Start With the Base: Heat a large deep pot over medium heat and add olive oil. Once warm, add onion, carrot, and celery. Stir often and cook for about 5 minutes until everything softens and smells sweet.
Brown the Beef: Add ground beef to the pot. Break it apart with a spoon and cook until no pink remains. Let it sit briefly so it browns slightly, which adds deeper flavor.
Add Garlic and Tomato Paste: Stir in minced garlic and tomato paste. Cook for about 1 minute while stirring. This step deepens the tomato flavor and removes the raw taste.

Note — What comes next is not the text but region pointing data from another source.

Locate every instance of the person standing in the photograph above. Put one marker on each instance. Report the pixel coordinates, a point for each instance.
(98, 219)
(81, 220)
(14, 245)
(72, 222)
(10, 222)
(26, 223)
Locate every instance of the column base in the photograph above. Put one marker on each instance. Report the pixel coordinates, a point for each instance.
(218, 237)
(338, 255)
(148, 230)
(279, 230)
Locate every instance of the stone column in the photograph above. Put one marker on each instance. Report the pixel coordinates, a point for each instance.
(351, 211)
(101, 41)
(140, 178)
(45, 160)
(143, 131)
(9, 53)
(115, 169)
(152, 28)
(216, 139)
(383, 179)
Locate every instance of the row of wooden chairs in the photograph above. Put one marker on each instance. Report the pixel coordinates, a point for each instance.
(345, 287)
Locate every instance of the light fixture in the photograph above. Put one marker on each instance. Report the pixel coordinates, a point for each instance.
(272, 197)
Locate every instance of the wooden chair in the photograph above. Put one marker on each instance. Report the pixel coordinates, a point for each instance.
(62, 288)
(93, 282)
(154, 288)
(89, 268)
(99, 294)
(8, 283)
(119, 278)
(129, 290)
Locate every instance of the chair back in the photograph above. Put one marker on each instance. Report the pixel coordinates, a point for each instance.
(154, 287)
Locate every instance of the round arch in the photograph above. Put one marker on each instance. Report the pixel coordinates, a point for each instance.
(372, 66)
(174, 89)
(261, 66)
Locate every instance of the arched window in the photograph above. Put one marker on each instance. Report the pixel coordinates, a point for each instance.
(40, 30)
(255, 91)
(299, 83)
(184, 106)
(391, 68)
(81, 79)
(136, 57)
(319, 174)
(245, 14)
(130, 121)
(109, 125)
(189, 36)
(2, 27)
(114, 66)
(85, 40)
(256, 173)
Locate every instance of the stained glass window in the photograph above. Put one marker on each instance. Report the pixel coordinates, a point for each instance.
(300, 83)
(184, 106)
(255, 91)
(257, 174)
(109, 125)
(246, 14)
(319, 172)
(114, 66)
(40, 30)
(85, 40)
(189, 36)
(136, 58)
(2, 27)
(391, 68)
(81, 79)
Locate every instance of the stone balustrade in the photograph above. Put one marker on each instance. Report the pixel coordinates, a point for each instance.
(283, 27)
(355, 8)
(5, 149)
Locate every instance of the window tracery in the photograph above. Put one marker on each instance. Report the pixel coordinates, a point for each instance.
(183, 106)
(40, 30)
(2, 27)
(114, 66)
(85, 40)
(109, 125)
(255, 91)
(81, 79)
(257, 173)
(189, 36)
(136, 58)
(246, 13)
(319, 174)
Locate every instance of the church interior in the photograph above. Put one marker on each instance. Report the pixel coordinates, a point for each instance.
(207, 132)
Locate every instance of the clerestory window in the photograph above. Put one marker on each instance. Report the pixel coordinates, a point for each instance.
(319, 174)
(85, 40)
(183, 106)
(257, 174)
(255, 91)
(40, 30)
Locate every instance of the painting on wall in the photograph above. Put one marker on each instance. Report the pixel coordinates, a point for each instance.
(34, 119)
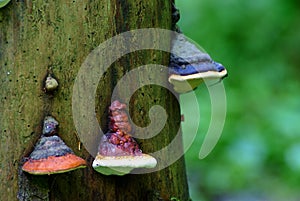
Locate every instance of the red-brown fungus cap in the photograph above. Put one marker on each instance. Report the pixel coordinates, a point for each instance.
(54, 164)
(50, 156)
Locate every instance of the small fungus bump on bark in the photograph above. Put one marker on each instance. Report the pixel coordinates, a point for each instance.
(118, 152)
(4, 3)
(51, 155)
(51, 84)
(50, 126)
(191, 65)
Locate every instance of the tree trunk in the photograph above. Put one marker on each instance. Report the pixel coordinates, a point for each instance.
(37, 37)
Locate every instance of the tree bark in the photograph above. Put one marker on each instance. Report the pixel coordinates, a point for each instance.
(41, 36)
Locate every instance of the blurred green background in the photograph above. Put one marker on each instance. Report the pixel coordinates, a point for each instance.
(258, 155)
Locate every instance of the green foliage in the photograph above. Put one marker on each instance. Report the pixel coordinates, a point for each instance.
(258, 153)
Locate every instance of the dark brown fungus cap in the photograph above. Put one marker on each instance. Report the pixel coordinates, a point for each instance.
(190, 65)
(51, 156)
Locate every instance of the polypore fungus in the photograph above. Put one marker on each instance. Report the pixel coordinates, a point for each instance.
(51, 155)
(190, 65)
(118, 152)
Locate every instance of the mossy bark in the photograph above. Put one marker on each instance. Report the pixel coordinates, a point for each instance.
(41, 36)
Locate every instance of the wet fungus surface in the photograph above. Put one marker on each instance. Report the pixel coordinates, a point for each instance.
(118, 152)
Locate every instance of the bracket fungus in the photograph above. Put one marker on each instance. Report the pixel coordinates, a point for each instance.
(118, 152)
(190, 65)
(51, 155)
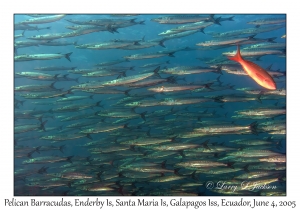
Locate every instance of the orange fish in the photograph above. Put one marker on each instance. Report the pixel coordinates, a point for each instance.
(261, 76)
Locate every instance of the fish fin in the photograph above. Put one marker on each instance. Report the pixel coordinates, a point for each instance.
(161, 43)
(69, 159)
(89, 136)
(127, 92)
(237, 56)
(231, 18)
(67, 56)
(272, 39)
(143, 115)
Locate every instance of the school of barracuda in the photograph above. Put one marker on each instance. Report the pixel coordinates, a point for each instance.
(166, 115)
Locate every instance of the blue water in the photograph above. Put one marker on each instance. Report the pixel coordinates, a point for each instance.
(85, 58)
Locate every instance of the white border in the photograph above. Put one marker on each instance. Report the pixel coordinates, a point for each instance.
(158, 7)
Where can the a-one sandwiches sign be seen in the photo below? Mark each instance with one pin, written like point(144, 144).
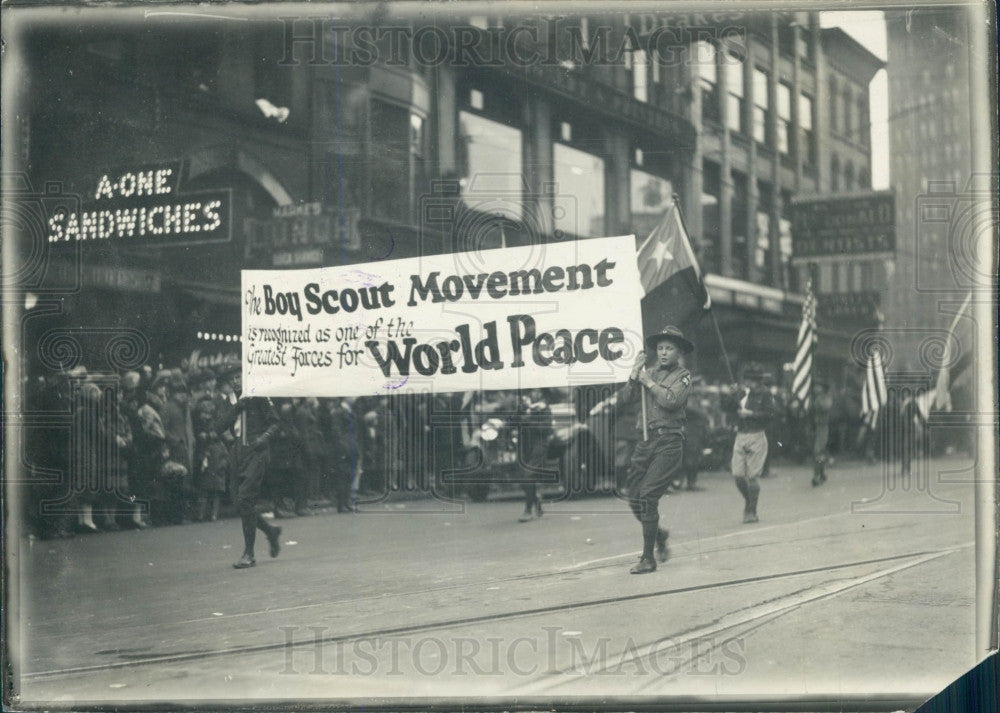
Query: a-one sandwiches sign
point(144, 205)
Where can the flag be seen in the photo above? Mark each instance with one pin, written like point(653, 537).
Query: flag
point(939, 398)
point(671, 279)
point(874, 394)
point(805, 347)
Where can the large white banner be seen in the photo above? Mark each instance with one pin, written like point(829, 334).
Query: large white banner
point(536, 316)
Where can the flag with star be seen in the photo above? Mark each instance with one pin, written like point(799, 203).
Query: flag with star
point(673, 282)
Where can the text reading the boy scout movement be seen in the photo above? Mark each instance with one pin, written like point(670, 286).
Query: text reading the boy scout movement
point(539, 318)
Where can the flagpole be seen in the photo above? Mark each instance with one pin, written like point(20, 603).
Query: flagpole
point(715, 322)
point(813, 286)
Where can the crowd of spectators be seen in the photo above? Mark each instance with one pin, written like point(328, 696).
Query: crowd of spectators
point(144, 448)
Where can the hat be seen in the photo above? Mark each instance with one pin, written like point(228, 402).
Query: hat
point(200, 376)
point(753, 371)
point(670, 334)
point(176, 381)
point(228, 370)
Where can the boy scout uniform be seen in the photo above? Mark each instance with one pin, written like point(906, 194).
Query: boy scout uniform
point(657, 461)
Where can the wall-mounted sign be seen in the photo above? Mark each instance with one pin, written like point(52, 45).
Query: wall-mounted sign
point(299, 235)
point(848, 226)
point(73, 276)
point(854, 306)
point(145, 206)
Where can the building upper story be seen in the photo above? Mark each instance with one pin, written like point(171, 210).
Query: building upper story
point(563, 126)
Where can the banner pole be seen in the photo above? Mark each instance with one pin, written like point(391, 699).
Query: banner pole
point(722, 345)
point(642, 397)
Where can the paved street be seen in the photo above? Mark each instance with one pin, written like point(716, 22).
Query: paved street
point(847, 588)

Season the Sauce: Sprinkle in dried oregano, dried basil, salt, and black pepper. Stir well so the spices coat the beef and vegetables evenly.
Build the Sauce: Pour in diced tomatoes and beef broth. Stir and bring the mixture to a gentle simmer. Let it bubble for about 5 minutes so the flavors come together.
Add the Orzo: Stir the orzo directly into the pot. Lower the heat slightly and cover. Let it cook for about 10 minutes, stirring once or twice to prevent sticking.
Finish the Texture: Remove the lid and continue cooking for another 3 to 5 minutes until the orzo turns tender and the sauce thickens.
Finish With Cheese: Turn off the heat and stir in grated Parmesan. Let it melt fully, then top with fresh basil before serving.